YOLC: You Only Look Clusters for Tiny Object Detection in Aerial Images

Chenguang Liu,Guangshuai Gao,Ziyue Huang,Zhenghui Hu,Qingjie Liu,Yunhong Wang
2024-06-17
Abstract:Detecting objects from aerial images poses significant challenges due to the following factors: 1) Aerial images typically have very large sizes, generally with millions or even hundreds of millions of pixels, while computational resources are limited. 2) Small object size leads to insufficient information for effective detection. 3) Non-uniform object distribution leads to computational resource wastage. To address these issues, we propose YOLC (You Only Look Clusters), an efficient and effective framework that builds on an anchor-free object detector, CenterNet. To overcome the challenges posed by large-scale images and non-uniform object distribution, we introduce a Local Scale Module (LSM) that adaptively searches cluster regions for zooming in for accurate detection. Additionally, we modify the regression loss using Gaussian Wasserstein distance (GWD) to obtain high-quality bounding boxes. Deformable convolution and refinement methods are employed in the detection head to enhance the detection of small objects. We perform extensive experiments on two aerial image datasets, including Visdrone2019 and UAVDT, to demonstrate the effectiveness and superiority of our proposed approach. Code is available at <a class="link-external link-https" href="https://github.com/dawn-ech/YOLC" rel="external noopener nofollow">this https URL</a>.
Computer Vision and Pattern Recognition
What problem does this paper attempt to address?

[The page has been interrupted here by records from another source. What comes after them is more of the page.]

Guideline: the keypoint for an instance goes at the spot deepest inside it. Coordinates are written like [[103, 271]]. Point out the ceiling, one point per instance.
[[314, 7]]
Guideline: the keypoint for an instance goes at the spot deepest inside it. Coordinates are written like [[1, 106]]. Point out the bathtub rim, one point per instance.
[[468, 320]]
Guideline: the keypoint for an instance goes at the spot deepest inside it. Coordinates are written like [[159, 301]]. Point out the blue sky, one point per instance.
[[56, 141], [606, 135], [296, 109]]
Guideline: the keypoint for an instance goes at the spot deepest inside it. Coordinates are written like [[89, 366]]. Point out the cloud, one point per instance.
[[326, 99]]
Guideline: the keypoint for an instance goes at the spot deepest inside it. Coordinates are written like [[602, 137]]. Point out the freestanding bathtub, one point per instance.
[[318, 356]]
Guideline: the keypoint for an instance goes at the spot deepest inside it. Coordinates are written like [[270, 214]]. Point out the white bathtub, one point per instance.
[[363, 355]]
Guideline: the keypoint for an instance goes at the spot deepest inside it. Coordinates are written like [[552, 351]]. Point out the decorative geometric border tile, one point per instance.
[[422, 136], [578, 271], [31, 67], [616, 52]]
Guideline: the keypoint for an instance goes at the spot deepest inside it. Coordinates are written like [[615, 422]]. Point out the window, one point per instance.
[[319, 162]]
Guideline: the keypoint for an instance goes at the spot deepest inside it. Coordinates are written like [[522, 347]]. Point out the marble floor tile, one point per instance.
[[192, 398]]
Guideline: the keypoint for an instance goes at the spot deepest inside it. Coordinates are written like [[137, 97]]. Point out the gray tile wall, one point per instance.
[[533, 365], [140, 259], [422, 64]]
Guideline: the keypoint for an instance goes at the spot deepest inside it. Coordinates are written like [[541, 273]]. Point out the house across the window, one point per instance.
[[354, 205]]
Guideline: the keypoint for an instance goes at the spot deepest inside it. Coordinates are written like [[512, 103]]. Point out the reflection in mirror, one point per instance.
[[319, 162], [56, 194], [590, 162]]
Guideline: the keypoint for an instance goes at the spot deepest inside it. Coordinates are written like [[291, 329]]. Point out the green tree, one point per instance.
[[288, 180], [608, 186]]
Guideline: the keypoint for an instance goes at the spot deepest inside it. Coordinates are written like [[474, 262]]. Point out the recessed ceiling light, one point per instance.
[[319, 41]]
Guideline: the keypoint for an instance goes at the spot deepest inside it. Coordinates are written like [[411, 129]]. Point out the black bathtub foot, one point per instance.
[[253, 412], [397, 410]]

### Problems Addressed by the Paper The paper primarily addresses the issue of small object detection in aerial images and proposes an efficient and effective framework called YOLC (You Only Look Clusters). Specifically, the paper aims to solve the following key problems: 1. **Large-scale Image Processing**: - Aerial images are usually very large in size (millions or even tens of millions of pixels), while the computational resources of current devices are limited. - Images need to be resized or divided into smaller chunks for detection. 2. **Insufficient Small Object Detection**: - Small objects occupy a large proportion of the image, but due to limitations in resolution and visual features, detectors find it difficult to effectively recognize these small objects. - Small objects are typically defined as those with an area smaller than 32×32 pixels. 3. **Non-uniform Distribution**: - Objects in aerial images are unevenly distributed, leading to background areas consuming a lot of computational resources while contributing very little. - Dense regions of objects should receive more attention, while background areas should be ignored. To address these issues, the paper proposes a new framework YOLC based on an anchor-free detector (CenterNet) and introduces a Local Scale Module (LSM) to adaptively search and scale cluster regions, improving detection accuracy and efficiency. Additionally, the paper improves the regression loss function (GWD+L1 loss) and uses deformable convolutions in the detection head to enhance small object detection. Extensive experiments on two public aerial image datasets (Visdrone2019 and UA VDT) demonstrate the effectiveness and superiority of the YOLC method.